What God is going to do about it.


On Palm Sunday five-year-old Jason had a very sore throat and had to stay home from church with a sitter. When his family returned from the Church service, they carried several palm fronds. Jason asked them what they were for. "People held them over Jesus' head as he walked by," his father told him. "Wouldn't you know it," Jason fumed, "the one Sunday I don't go, and He shows up!"

This will for certain be one of the oddest Palm Sundays of my nearly 30-year ministry. It will be odd because it will be almost totally silent. Palm Sunday s one of those services where we let our liturgy out for a walk. Literally. This is the Sunday where we go for a walk around the Church in procession singing hymns like “Ride on, ride on in majesty”.  There would be tambourines and noisemakers and lots of voices signing as they strode along. That will be happening this year. This year, there will be silence and I suspect I will be straining to hear the rest of creation cry out, “Hosanna to the Son of David!”

In the Gospel for Palm Sunday, Jesus rides in on a donkey to the City of Jerusalem. As he and the others go along a people gather into a crowd calling on Jesus “Son of David have mercy on us!” and “Blessed is he who comes in the name of the Lord! Hosanna in the highest!” People were looking for healing and mercy so that their lives could be better and they could do better things, do more things and have a better life. They wanted safety. They wanted to be rescued. They wanted to be blessed. Most of all they called for God to be merciful.

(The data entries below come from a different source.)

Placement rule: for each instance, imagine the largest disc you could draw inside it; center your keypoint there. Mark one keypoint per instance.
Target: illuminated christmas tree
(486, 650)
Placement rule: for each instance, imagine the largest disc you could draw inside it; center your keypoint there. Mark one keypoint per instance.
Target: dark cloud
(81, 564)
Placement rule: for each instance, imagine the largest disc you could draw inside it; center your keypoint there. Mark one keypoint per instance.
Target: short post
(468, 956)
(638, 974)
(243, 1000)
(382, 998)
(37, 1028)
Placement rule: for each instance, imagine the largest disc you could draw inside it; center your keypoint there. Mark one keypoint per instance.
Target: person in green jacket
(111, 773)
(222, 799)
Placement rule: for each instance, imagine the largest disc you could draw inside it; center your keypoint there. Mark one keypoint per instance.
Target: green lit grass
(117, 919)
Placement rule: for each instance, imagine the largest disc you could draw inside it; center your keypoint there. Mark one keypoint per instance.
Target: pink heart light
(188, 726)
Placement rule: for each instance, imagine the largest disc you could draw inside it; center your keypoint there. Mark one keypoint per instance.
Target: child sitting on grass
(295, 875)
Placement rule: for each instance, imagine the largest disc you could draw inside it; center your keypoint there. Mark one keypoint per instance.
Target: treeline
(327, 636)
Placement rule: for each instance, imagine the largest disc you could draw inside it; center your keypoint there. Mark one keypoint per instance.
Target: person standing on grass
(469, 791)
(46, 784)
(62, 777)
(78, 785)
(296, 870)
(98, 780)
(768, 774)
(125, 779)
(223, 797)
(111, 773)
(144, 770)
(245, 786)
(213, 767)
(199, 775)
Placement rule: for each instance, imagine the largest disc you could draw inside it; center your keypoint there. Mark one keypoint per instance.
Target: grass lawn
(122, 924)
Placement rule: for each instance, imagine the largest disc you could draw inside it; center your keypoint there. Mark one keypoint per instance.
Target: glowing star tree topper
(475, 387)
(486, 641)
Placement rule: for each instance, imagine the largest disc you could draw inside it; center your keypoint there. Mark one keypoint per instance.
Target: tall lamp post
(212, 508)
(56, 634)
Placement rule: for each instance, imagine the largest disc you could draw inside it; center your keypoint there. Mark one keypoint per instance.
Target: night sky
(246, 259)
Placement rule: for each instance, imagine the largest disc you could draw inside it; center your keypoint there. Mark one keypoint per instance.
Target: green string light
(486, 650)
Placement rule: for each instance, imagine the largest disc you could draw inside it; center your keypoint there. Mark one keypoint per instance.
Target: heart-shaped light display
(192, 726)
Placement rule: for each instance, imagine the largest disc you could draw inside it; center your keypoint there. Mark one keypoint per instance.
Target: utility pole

You know what mercy is? That is when one person stands between another person and the second person’s disaster, and first-person calls the second to himself to avoid the disaster. That is why Jesus and his death on the cross is crucial. He is lifted up so that we can see him and be drawn to him. God is providing mercy through executing judgment so that we can have that mercy and that rescue, that salvation. Through the cross, Jesus takes our judgment and our punishment. We, in turn, receive the mercy, the grace and the peace of God that passes all our human understanding. We are healed by the stripes he took for us. The cross teaches us about who we are and how far we are going to take this to make sure that we are in control. The cross also points out what God is going to do about it.

We are to follow, even chase if necessary, Jesus up the hill as he makes his way up the hill at Golgotha. We are to seek out the opportunities to build and reconcile relationships. We are to call out for healing and for rescue in the midst of the storm. We are prevailed upon to pick up our crosses and follow Jesus up the hill. We need to count the costs of following and not following Jesus. We need to guard our message and our integrity. We need to be wise in the ways that we walk and act, including our service of God.

Take time to look for Jesus. He is here and he has shown up. Cling to him!